A reformulação no quadro societário e no quadro executivo da Gafisa teve início cerca de um ano atrás, após o fim de uma gestão tumultuada do antigo controlador, a GWI, de Mu Hak You. Ele chegou a deter 50% das ações da incorporadora, posição que conquistou essencialmente via compra de ações a termo, uma operação de alto risco no mercado financeiro.

Para evitar uma desvalorização dos papéis no momento de baixa do mercado, Mu Hak iniciou um programa de recompra, mesmo com pouco dinheiro em caixa. Como consequência, paralisou obras, deu calote em fornecedores e demitiu centenas de funcionários. No momento mais grave, a Gafisa chegou a receber ordem de despejo por não pagar o aluguel da sede administrativa. Os danos aos demais acionistas minoritários, porém, nunca foram alvo de reparação. E, do lado operacional, as consequências são sentidas até hoje.
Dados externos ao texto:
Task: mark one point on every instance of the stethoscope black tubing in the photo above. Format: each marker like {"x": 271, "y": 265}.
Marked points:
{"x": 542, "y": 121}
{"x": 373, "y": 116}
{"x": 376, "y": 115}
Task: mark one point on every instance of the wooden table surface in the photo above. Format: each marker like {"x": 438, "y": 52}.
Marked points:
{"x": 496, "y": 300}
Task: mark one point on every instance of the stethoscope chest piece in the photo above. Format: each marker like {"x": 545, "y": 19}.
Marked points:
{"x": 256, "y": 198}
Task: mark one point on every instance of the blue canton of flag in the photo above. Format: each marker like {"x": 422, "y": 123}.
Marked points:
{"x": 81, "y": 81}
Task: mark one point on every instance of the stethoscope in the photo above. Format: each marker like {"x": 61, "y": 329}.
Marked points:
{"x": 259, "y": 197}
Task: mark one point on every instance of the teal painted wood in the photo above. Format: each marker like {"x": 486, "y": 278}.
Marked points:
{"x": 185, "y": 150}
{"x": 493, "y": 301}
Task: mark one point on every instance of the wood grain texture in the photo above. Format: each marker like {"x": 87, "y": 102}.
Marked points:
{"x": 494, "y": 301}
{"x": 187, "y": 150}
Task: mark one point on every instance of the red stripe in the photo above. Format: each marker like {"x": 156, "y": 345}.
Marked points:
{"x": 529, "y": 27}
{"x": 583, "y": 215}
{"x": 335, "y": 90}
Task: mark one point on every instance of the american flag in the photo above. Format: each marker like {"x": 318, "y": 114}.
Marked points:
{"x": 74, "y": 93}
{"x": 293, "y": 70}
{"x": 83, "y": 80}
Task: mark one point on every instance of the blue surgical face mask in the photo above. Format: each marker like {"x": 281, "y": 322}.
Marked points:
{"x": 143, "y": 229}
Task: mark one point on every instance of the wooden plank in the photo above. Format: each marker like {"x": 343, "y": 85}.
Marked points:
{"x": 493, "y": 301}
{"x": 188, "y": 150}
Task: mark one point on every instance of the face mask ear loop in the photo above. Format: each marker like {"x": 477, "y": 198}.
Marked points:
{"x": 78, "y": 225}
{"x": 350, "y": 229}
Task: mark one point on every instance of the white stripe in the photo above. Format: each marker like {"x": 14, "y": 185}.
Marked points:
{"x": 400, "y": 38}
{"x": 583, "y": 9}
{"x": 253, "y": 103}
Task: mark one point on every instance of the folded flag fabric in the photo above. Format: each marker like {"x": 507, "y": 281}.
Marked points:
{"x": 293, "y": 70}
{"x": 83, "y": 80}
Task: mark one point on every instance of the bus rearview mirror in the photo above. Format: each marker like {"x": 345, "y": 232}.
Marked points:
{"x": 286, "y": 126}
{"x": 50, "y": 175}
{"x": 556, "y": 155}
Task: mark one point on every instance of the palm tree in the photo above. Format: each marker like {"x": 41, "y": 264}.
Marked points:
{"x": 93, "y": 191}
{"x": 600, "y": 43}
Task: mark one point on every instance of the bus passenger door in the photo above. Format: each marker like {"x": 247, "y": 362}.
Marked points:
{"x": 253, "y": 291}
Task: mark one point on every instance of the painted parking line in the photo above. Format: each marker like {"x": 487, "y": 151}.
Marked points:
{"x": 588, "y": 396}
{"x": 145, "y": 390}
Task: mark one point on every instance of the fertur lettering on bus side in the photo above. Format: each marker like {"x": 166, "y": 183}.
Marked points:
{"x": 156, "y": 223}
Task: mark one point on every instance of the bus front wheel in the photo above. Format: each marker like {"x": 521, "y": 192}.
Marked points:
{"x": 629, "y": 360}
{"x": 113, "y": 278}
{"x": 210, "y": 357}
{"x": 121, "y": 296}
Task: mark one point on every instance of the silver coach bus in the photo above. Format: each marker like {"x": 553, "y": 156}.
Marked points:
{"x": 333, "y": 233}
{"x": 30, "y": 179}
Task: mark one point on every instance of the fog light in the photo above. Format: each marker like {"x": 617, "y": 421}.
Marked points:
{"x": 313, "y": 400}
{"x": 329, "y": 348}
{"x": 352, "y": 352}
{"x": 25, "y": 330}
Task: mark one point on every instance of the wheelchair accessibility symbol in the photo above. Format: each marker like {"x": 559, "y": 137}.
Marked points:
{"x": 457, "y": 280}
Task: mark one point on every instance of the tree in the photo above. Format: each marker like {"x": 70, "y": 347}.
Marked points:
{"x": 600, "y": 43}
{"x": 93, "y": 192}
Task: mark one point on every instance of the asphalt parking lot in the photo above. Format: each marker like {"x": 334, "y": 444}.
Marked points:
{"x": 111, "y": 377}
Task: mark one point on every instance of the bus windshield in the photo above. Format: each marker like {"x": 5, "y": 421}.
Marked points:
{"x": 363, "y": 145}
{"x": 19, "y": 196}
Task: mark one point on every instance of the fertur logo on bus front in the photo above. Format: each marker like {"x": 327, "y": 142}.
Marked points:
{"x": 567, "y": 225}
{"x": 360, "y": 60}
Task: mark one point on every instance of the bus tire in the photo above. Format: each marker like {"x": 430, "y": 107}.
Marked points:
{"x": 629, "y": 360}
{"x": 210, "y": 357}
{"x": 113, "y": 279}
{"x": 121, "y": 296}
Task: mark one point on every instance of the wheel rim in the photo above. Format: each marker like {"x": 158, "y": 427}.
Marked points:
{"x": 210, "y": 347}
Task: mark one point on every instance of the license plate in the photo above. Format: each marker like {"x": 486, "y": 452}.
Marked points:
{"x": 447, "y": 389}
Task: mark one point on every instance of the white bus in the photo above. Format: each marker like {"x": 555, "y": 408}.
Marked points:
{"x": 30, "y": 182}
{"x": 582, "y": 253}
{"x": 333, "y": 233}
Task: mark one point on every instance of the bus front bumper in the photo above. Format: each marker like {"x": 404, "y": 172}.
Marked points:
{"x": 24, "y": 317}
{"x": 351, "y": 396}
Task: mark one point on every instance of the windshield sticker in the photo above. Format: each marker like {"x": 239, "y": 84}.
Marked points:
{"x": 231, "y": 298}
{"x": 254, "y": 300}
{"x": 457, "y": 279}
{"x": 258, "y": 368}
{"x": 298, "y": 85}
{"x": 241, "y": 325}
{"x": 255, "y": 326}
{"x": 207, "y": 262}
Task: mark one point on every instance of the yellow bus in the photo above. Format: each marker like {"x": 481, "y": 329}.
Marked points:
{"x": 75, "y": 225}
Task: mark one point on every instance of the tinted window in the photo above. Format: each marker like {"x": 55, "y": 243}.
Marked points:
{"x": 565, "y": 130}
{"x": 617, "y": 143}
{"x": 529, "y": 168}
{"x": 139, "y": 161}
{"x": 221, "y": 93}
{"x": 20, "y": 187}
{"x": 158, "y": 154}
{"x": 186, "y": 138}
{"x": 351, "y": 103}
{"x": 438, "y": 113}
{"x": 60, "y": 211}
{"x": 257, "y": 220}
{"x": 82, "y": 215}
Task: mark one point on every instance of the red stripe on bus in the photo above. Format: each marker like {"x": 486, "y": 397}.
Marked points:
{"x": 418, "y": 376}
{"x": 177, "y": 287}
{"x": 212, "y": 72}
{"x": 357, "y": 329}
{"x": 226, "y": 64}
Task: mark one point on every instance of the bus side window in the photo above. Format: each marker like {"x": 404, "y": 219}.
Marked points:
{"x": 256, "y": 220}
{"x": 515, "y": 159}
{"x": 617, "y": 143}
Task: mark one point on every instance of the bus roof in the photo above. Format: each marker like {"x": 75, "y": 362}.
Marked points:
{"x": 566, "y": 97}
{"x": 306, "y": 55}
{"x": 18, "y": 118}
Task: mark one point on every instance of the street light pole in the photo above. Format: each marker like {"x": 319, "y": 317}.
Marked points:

“Os atrasos de obra estão dentro dos passivos. Nos balanços, temos todos os provisionamentos sobre multas e distratos por esses atrasos”, explicou Andrade. “O nível de irresponsabilidade e negligência, sob a gestão do acionista GWI, foi grande, paralisou todas as obras e deixou de pagar fornecedor”, disse, acrescentando que existem empreendimentos com entregas até 14 meses atrasadas, ultrapassando o prazo de carência em contrato, que é de 6 meses.

Apesar das dificuldades do passado, a atual administração entende que os problemas estão equacionados. A Gafisa passou por duas capitalizações que somaram aproximadamente R$ 400 milhões. Pela frente terá ainda um novo aumento de capital de R$ 310 milhões via emissão de novas ações.

“A reestruturação da Gafisa está concluída. A nova administração conseguiu apresentar um balanço fortalecido, em linha com empresas saudáveis do setor”, afirmou Andrade.

A Gafisa encerrou o ano de 2019 com R$ 414,3 milhões em caixa e R$ 584 milhões de dívidas com vencimento em 2020. Os vencimentos incluem R$ 542 milhões de dívidas de projetos (que são pagas com os recebíveis oriundos das vendas dos imóveis dos próprios projetos) e R$ 42 milhões em capital de giro.

“É uma posição de caixa robusta”, frisou. Na live, Andrade informou ainda que a Gafisa tem R$ 600 milhões em recebíveis de venda de imóveis para entrar no caixa em 2020. E no começo deste ano, foi realizada também uma renegociação de R$ 140 milhões em dívidas com o Banco do Brasil, com postergação dos pagamentos para 2025, abrindo mais fôlego financeiro para a empresa.

Por sua vez, Benevides afirmou que a companhia está pronta para voltar a crescer e que tem empreendimentos com valor geral de vendas (VGV) de R$ 1,5 bilhão para lançamentos no curto prazo, o que será feito de modo responsável após a crise do coronavírus. “A Gafisa esta preparada para retomar o crescimento, com projetos que serão únicos, terão grandes diferenciais”, afirmou Benevides, citando residenciais de luxo nos Jardins e Campo Belo. No ano passado, a companhia passou em branco e não lançou nenhum novo projeto em meio à sua reestruturação.

Os executivos também ressaltaram que o valor de mercado do estoque da Gafisa é de R$ 881,7 milhões e que aproximadamente 66% são unidades residenciais, localizadas no estado de São Paulo, mercado onde a incorporadora entende que há maior liquidez.

Por esses motivos, Andrade afirmou durante a live da Necton que considera uma “piada” o valor de mercado de R$ 232 milhões da Gafisa (cotação no fechamento do pregão de quarta-feira, 8, dia da live), o equivalente a 26% do seu patrimônio líquido de R$ 893 milhões. “A ação ser negociada com esse desconto eu entendo como injustificável, uma piada. As ações valem menos do que nós temos de caixa e de imóveis no estoque”.